Há o risco de guerra generalizada na Guerra Mundial, o que seja, se a Rússia ganhar novamente. Porque se a Rússia ganhar será um encorajamento, será um sinal será a prova de que a força compensa. De que a força garante alguns lucros. E depois teremos várias emulações entre os tiranos por todo o planeta. A única forma de evitar que a guerra se dissemine é se Putin for derrotado. É a única forma. E ainda pior: um dos meus maiores medos e um dos maiores medos de toda a gente é o medo nuclear. E eu entendo isso. Todos têm medo disso. Sabemos desde Hiroshima que esta é uma ameaça que paira sobre as nossas cabeças. A maior ameaça será a proliferação de armas nucleares. Neste momento a ameaça tem sido contida porque há poucos países que têm essas armas. Está contido. Imagine de novo que Putin ganha. Imagine que todos os países não reconhecidos, mas que têm algum dinheiro, refletem e concluem: 'Caramba ele tinha o poder nuclear, ele ameaçou o resto do mundo e ganhou o que queria por causa da chantagem.' O que devo fazer eu? O tirano do Brunei ou quem seja. Eu também tenho armas nucleares. Teremos a mais inimaginável disseminação nuclear. Uma proliferação nuclear maior do que alguém alguma vez imaginou. Por isto também é importante que a chantagem não dê resultados e que Putin perca.
Mas mais de metade do mundo não apoia claramente a Ucrânia...

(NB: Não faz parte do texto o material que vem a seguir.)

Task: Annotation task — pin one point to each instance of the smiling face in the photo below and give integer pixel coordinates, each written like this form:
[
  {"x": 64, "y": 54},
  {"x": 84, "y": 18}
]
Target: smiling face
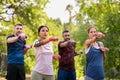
[
  {"x": 92, "y": 32},
  {"x": 43, "y": 33},
  {"x": 66, "y": 36},
  {"x": 18, "y": 29}
]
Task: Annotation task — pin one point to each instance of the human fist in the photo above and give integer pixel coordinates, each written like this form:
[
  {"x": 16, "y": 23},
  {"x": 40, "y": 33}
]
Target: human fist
[
  {"x": 53, "y": 39},
  {"x": 104, "y": 49},
  {"x": 100, "y": 35},
  {"x": 72, "y": 42},
  {"x": 56, "y": 57},
  {"x": 28, "y": 46},
  {"x": 22, "y": 36}
]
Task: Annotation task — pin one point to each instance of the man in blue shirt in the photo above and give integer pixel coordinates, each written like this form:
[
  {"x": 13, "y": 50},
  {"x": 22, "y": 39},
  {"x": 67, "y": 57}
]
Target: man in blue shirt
[{"x": 16, "y": 48}]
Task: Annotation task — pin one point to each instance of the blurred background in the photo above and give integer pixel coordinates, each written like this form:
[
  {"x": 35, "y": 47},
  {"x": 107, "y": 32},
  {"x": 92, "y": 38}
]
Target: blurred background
[{"x": 74, "y": 15}]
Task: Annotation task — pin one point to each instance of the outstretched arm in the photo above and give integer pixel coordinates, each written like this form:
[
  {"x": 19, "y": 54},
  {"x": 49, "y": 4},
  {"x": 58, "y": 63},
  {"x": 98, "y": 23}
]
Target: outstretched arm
[
  {"x": 104, "y": 50},
  {"x": 42, "y": 42}
]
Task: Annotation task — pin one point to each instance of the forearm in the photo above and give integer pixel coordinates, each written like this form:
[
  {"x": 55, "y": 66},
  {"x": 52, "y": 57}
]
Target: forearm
[
  {"x": 41, "y": 42},
  {"x": 64, "y": 44},
  {"x": 13, "y": 39}
]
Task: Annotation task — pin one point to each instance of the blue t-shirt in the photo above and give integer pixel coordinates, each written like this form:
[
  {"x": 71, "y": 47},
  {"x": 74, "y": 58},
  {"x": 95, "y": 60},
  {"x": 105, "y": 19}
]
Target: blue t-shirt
[
  {"x": 94, "y": 67},
  {"x": 16, "y": 51}
]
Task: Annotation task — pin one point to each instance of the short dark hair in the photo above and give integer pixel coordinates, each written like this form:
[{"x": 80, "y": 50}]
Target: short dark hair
[
  {"x": 40, "y": 27},
  {"x": 65, "y": 31},
  {"x": 18, "y": 25}
]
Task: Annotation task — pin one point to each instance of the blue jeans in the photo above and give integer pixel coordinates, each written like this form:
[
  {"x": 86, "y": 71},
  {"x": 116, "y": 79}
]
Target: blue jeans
[{"x": 66, "y": 75}]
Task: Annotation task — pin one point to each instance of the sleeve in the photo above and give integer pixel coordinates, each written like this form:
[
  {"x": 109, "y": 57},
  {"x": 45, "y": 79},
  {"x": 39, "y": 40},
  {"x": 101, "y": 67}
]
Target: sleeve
[
  {"x": 36, "y": 43},
  {"x": 10, "y": 36}
]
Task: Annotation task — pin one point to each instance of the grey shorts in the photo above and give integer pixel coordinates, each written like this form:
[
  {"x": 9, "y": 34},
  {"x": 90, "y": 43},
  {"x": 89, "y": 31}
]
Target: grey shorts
[{"x": 37, "y": 76}]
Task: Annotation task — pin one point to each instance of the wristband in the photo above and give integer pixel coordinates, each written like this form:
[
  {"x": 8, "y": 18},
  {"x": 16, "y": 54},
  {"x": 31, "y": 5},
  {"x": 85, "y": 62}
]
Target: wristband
[{"x": 19, "y": 37}]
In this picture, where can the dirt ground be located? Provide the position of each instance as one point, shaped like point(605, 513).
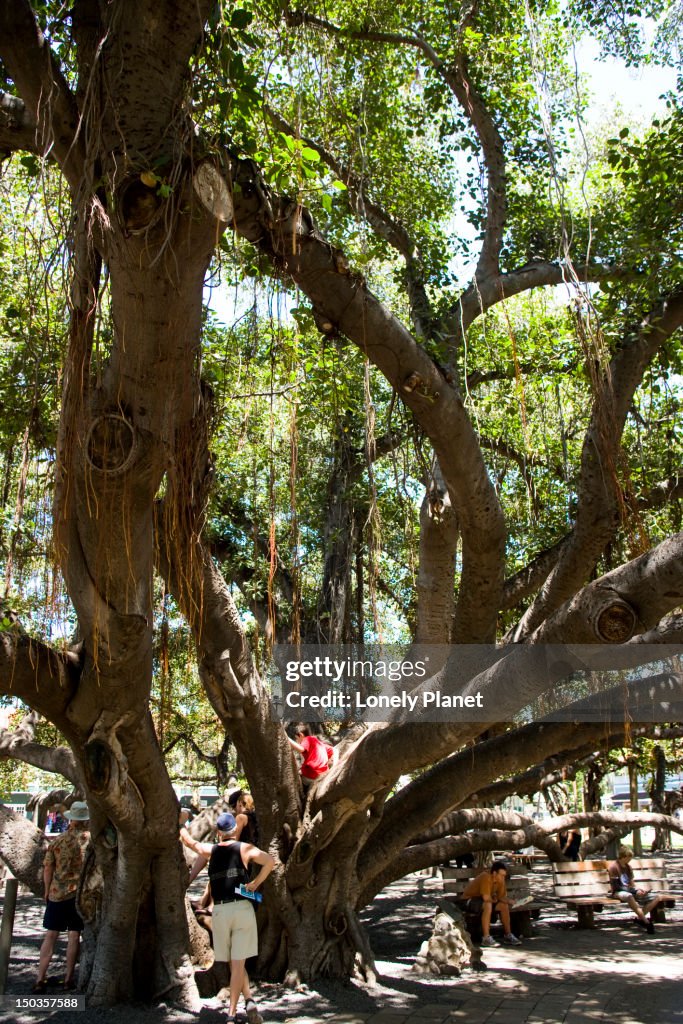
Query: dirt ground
point(577, 965)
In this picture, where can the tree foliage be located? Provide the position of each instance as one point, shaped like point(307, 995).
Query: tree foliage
point(443, 408)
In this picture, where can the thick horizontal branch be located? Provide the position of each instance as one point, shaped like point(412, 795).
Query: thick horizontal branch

Ok. E quer que esta mais de metade do mundo seja encorajada a ter arsenal nuclear porque descobriram que compensa, que têm uma recompensa? Que quando se tem arsenal nuclear e se faz chantagem com ele somos compensados? Quer isso? O resto do mundo... As armas nucleares são um pesadelo. O pesadelo até agora tem sido contido em poucas mãos. Há 20 anos estive no Paquistão e vi algumas manifestações nas ruas em que alguns radicais islâmicos se manifestavam atrás de faixas nas quais estava, não a cara de um líder, mas sim um míssil. O míssil era o Deus destes fanáticos. Foi arrepiante imaginar que mísseis com ogivas nucleares nas mãos de um estado terrorista. Já temos o Paquistão. Imagine outros "Paquistãos".

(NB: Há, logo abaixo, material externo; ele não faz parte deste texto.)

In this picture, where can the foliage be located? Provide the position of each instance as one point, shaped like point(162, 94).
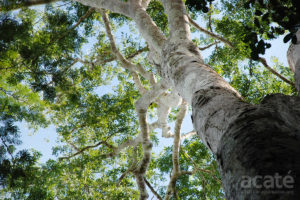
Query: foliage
point(47, 76)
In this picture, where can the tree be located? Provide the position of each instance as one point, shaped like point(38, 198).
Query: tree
point(256, 146)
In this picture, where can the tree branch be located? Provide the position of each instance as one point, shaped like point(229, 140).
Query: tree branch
point(178, 20)
point(264, 62)
point(210, 33)
point(81, 151)
point(208, 46)
point(152, 189)
point(125, 63)
point(175, 157)
point(115, 6)
point(190, 134)
point(146, 26)
point(8, 6)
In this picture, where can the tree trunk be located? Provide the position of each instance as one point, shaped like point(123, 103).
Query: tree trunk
point(257, 146)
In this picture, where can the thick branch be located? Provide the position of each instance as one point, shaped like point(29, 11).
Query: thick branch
point(112, 5)
point(264, 62)
point(178, 20)
point(210, 33)
point(125, 63)
point(23, 3)
point(187, 135)
point(152, 189)
point(146, 26)
point(208, 46)
point(175, 157)
point(82, 150)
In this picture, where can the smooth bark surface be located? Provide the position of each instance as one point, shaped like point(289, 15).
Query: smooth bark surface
point(247, 140)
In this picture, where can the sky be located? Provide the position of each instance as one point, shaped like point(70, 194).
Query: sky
point(45, 138)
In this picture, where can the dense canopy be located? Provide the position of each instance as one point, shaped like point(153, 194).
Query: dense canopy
point(57, 61)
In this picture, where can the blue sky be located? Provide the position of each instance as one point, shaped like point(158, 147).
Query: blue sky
point(45, 138)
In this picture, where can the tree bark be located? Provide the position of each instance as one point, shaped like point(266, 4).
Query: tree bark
point(256, 142)
point(261, 142)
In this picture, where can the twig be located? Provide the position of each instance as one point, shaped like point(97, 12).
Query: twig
point(152, 189)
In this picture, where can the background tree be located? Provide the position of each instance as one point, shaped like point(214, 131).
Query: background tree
point(48, 78)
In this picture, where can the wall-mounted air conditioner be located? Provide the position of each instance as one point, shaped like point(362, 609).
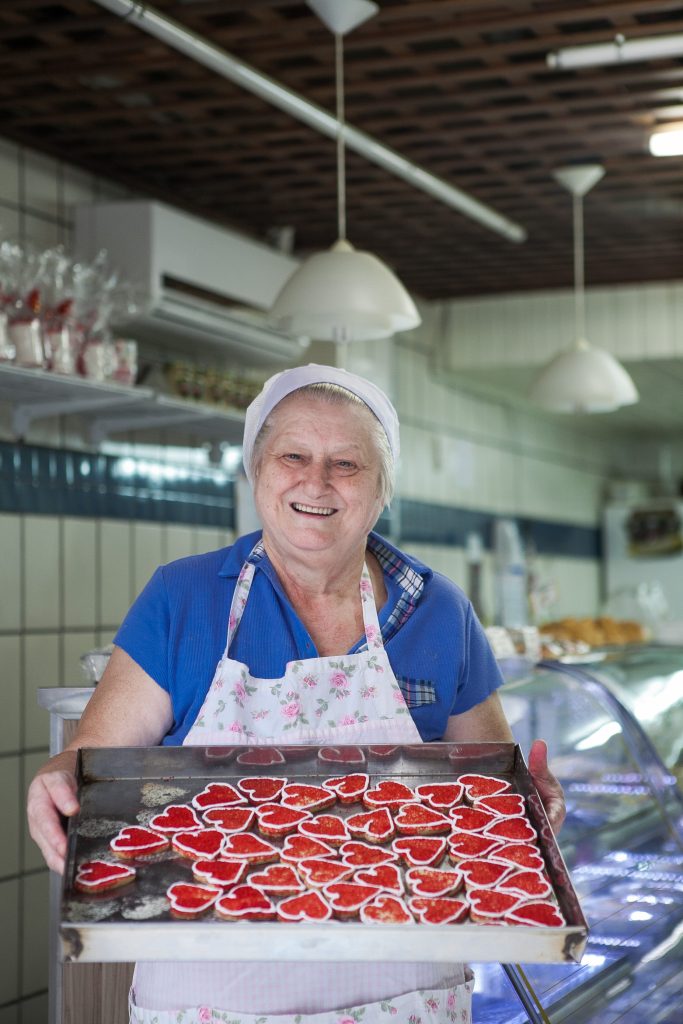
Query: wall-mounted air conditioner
point(206, 286)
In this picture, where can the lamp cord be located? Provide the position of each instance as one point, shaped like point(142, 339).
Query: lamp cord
point(341, 168)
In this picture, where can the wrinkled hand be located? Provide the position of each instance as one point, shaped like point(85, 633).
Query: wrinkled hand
point(549, 788)
point(50, 795)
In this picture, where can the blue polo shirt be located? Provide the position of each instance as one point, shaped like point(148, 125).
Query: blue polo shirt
point(176, 632)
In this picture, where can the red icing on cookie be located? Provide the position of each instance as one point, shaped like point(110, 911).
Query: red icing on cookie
point(349, 788)
point(512, 830)
point(261, 788)
point(133, 841)
point(415, 819)
point(464, 845)
point(440, 795)
point(306, 798)
point(470, 818)
point(299, 847)
point(387, 877)
point(361, 855)
point(376, 825)
point(189, 900)
point(278, 879)
point(505, 804)
point(219, 872)
point(245, 846)
point(229, 819)
point(329, 827)
point(97, 876)
point(386, 910)
point(419, 851)
point(432, 882)
point(321, 872)
point(247, 903)
point(438, 910)
point(388, 794)
point(176, 817)
point(273, 819)
point(217, 795)
point(310, 906)
point(346, 898)
point(532, 885)
point(342, 755)
point(539, 913)
point(204, 844)
point(483, 873)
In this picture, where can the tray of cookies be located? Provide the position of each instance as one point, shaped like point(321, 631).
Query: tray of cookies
point(429, 852)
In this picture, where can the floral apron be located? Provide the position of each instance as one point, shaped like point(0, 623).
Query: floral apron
point(353, 698)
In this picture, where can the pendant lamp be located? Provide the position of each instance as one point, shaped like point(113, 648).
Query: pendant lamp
point(582, 379)
point(343, 294)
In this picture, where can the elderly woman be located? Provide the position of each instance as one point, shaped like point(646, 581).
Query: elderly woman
point(315, 631)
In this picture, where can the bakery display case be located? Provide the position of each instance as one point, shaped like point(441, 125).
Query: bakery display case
point(613, 728)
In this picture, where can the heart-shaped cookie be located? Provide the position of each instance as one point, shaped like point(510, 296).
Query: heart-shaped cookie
point(440, 796)
point(247, 903)
point(273, 819)
point(98, 876)
point(414, 819)
point(229, 819)
point(438, 909)
point(505, 804)
point(471, 818)
point(261, 788)
point(388, 794)
point(512, 830)
point(532, 885)
point(387, 877)
point(297, 847)
point(217, 795)
point(376, 826)
point(419, 851)
point(281, 879)
point(542, 913)
point(189, 900)
point(318, 871)
point(308, 907)
point(176, 817)
point(357, 854)
point(134, 841)
point(432, 882)
point(346, 898)
point(204, 844)
point(349, 788)
point(219, 872)
point(245, 846)
point(306, 798)
point(342, 755)
point(330, 827)
point(386, 910)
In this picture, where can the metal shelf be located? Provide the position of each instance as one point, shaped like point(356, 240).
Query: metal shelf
point(111, 409)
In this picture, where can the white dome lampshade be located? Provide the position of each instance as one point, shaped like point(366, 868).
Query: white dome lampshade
point(343, 295)
point(584, 379)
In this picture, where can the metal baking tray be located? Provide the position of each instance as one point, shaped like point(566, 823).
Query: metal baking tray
point(125, 785)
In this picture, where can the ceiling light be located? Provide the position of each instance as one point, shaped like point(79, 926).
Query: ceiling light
point(582, 379)
point(667, 142)
point(343, 295)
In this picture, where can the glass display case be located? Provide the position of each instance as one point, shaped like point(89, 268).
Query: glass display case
point(614, 729)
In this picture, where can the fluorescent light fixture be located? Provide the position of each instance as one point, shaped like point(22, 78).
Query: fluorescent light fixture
point(667, 142)
point(621, 50)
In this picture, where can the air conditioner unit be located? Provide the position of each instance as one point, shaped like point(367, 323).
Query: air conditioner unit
point(206, 286)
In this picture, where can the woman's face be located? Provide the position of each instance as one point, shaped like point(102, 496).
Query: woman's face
point(317, 485)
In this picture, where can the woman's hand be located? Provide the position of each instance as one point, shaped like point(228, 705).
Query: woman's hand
point(549, 788)
point(52, 794)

A Ucrânia tem mais de 20% da população a viver fora do país. Milhões de deslocados internos. A guerra já fez muitos milhares de mortos. Na frente leste, nalgumas zonas, já não há sinais da Humanidade. Há antes uma outra estranha espécie de vida. Como é que um país se pode refazer disto? Não lhe pergunto pela poesia, mas pela Beleza. Depois disto, na Ucrânia, o Belo ainda terá lugar?
A beleza... Depois de Auschwitz... A beleza reapareceu. Os escritores atreveram-se a escrever poesia, os filósofos atreveram-se a tentar construir sistemas filosóficos. Mas tudo isso foi sob a escura sombra do Holocausto. Nada é comparável ao Holocausto. No entanto, teremos de viver, todos nós, jornalistas, poetas, filósofos, sob outra sombra escura da destruição da Ucrânia.

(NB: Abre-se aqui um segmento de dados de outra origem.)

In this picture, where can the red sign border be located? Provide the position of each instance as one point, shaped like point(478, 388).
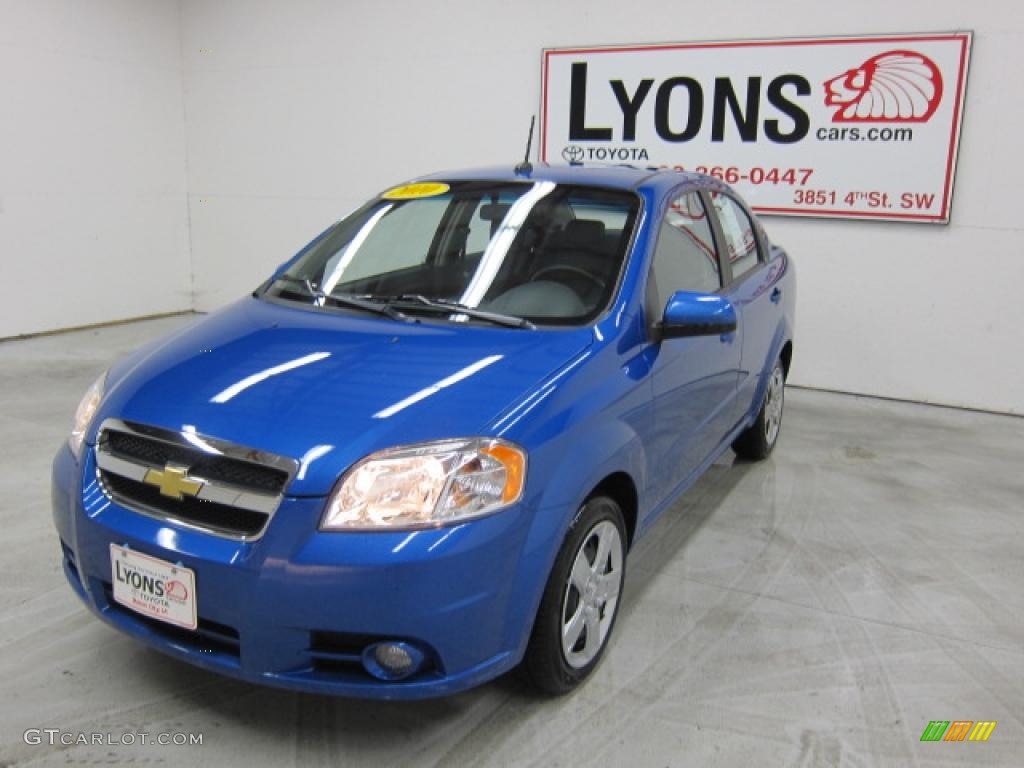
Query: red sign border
point(965, 38)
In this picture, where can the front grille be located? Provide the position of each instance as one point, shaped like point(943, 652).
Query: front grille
point(211, 515)
point(230, 491)
point(223, 469)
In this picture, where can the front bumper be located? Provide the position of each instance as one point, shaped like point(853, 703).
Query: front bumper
point(295, 607)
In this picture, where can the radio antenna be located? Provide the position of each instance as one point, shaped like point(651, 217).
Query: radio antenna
point(524, 167)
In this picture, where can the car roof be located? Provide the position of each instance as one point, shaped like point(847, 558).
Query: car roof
point(615, 176)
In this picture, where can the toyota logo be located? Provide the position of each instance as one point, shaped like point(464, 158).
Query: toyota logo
point(572, 154)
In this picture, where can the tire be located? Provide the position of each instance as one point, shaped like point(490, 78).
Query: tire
point(584, 591)
point(758, 440)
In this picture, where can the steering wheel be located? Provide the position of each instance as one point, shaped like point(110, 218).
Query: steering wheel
point(571, 270)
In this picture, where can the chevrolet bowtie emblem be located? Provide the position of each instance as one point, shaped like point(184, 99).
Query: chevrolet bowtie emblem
point(173, 481)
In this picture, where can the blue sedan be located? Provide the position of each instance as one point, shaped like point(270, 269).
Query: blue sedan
point(419, 454)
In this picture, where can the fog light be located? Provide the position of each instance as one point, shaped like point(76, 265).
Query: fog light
point(392, 660)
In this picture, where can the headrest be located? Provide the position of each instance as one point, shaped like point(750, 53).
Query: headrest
point(584, 233)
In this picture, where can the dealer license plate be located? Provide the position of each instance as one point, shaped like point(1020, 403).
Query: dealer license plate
point(154, 588)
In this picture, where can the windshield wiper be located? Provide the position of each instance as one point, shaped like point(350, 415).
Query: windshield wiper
point(454, 307)
point(349, 302)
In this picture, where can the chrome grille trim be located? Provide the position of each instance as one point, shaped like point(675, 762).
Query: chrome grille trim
point(216, 491)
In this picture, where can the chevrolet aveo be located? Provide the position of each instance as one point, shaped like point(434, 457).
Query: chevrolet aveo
point(419, 454)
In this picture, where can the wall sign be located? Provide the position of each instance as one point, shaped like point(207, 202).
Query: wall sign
point(863, 127)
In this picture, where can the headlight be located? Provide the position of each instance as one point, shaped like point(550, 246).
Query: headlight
point(83, 416)
point(427, 485)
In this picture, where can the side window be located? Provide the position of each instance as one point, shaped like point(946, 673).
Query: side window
point(685, 258)
point(740, 242)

E as pessoas? Os próprios ucranianos?
Será difícil. Não é só a reconstrução material. A reconstrução material... Bom, a Rússia irá pagar, a comunidade internacional, espero, não se vai esquecer que tem uma dívida. Porque a Ucrânia protegeu-nos a todos. Mas a reconstrução mais difícil será a das almas. Como reconstruir uma alma, um espírito que foi tão magoado, tão prejudicado, famílias destruídas e tudo mais. Não sei. Não sei. Mas será um trabalho duro, com certeza.